Outlays in sector must cover lofty risk

The business groups of commercial banks planning to invest in digital asset businesses will have to keep sufficient capital reserves to handle possible risk, according to the central bank.

Bank of Thailand assistant governor for financial institutions policy group Roong Mallikamas made the remark at a seminar on digital assets held by Prachachart Turakij newspaper on Thursday.

As digital asset businesses have high levels of uncertainty, investment in them can cause a significant impact for banks, which have a duty to protect people's deposits. The central bank wants to emphasise consumer protection, she said.
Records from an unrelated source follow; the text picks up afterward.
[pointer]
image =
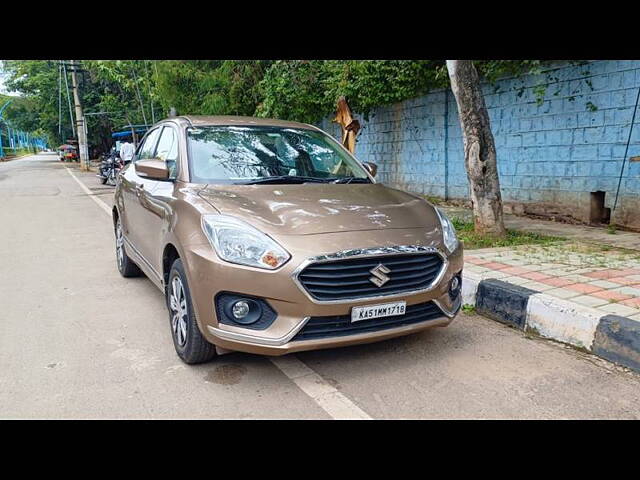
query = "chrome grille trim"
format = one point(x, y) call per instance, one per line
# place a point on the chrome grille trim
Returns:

The Bank of Thailand is drafting new rules to supervise bank investment in digital asset businesses, including digital exchanges, digital asset brokerages and dealers.

Banks are allowed to invest up to 3% of their total capital in digital asset businesses.

Banks' holding companies and subsidiaries can invest more than 3% of total capital in digital asset businesses, assuming they prepare adequate capital to handle the risk of such investment, according to the central bank.

If banks or their units invest in digital asset companies and can operate them and control risk in compliance with central bank conditions, the regulator would consider increasing the 3% ceiling on a case-by-case basis, she said.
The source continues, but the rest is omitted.